We were thrilled and it was only 9:00 in the morning. Unbelievable I told Jackie, that is the hardest thing to do decoying late season Canada's. She was speechless with excitement and could hardly stand it. I was amazed at how well she held tight and didn't move a muscle. Hell, it's hard for a seasoned veteran to not twitch when you've got those big geese circling your decoys. They look closer than they are because of their size and you have to wait and let them get to within real shooting range. Jackie couldn't believe how fast she was able to sit up in the ground blind and shoot and didn't even remember how she did it. That's good, nothing like be present and fully in the moment. We celebrated and I congratulated Jackie on her first goose ever and what a goose it was! A well educated late season Canada Goose. They don't come much smarter than that. We did a good job to conceal ourselves and not wiggle. Also setting up the decoys far enough away from the dike to give the real birds the illusion of safety, yet being just within range.

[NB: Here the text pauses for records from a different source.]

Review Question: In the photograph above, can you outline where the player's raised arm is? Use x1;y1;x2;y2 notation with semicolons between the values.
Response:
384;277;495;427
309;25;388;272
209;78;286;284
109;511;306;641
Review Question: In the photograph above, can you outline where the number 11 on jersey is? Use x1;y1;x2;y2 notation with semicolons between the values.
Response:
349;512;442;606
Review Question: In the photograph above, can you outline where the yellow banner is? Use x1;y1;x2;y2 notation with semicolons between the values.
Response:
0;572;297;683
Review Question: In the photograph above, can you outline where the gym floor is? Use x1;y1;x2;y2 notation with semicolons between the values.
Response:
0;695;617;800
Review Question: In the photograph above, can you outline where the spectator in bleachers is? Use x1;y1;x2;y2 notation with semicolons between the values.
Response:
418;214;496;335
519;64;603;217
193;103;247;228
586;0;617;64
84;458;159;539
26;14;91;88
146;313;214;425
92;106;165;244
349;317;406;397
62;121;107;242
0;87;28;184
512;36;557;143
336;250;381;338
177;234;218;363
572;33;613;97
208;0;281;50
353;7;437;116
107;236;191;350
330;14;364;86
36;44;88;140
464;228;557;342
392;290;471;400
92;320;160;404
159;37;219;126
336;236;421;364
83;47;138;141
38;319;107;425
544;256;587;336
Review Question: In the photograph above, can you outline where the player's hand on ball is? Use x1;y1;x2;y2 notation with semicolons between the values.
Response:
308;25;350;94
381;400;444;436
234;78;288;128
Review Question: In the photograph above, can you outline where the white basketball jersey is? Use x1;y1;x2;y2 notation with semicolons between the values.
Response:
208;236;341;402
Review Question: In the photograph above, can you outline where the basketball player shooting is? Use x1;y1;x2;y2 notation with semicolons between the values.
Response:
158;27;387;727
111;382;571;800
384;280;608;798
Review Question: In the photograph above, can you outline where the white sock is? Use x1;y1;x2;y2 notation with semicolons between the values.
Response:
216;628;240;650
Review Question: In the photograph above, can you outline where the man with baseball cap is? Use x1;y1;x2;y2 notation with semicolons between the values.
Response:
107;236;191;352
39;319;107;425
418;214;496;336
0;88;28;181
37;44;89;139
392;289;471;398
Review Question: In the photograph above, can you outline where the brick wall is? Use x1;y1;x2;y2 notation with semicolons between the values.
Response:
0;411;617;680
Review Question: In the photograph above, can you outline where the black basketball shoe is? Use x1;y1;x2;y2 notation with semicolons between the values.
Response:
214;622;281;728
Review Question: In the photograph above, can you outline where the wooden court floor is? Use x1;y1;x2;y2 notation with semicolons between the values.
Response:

We got settled back in and waited for another hour or so then we headed to the cabin for lunch and to process our birds. After shooting the geese Jackie was having a challenging time of sitting still. A bad case of ants in the pants one might say. We had a fun time going back over the scenario and did so for the rest of the trip. We finished the day at 5:09 P.M. and broke our set after nothing else flying the entire afternoon. Bagged everything up and readied our gear for home. Jet was happy to see us and we had some great food all the while replaying our few moments of excitement over and over and over. I'll tell you, nothing like being with an old friend whose never shot a goose or even waterfowl hunted til 2 days before then shoots her first Honker! That's a moment I'll never forget. Congratulations Jackie, you hunted hard, were patient, a great student and shot like a seasoned veteran! Looking forward to our next hunt and thanks for the great memories.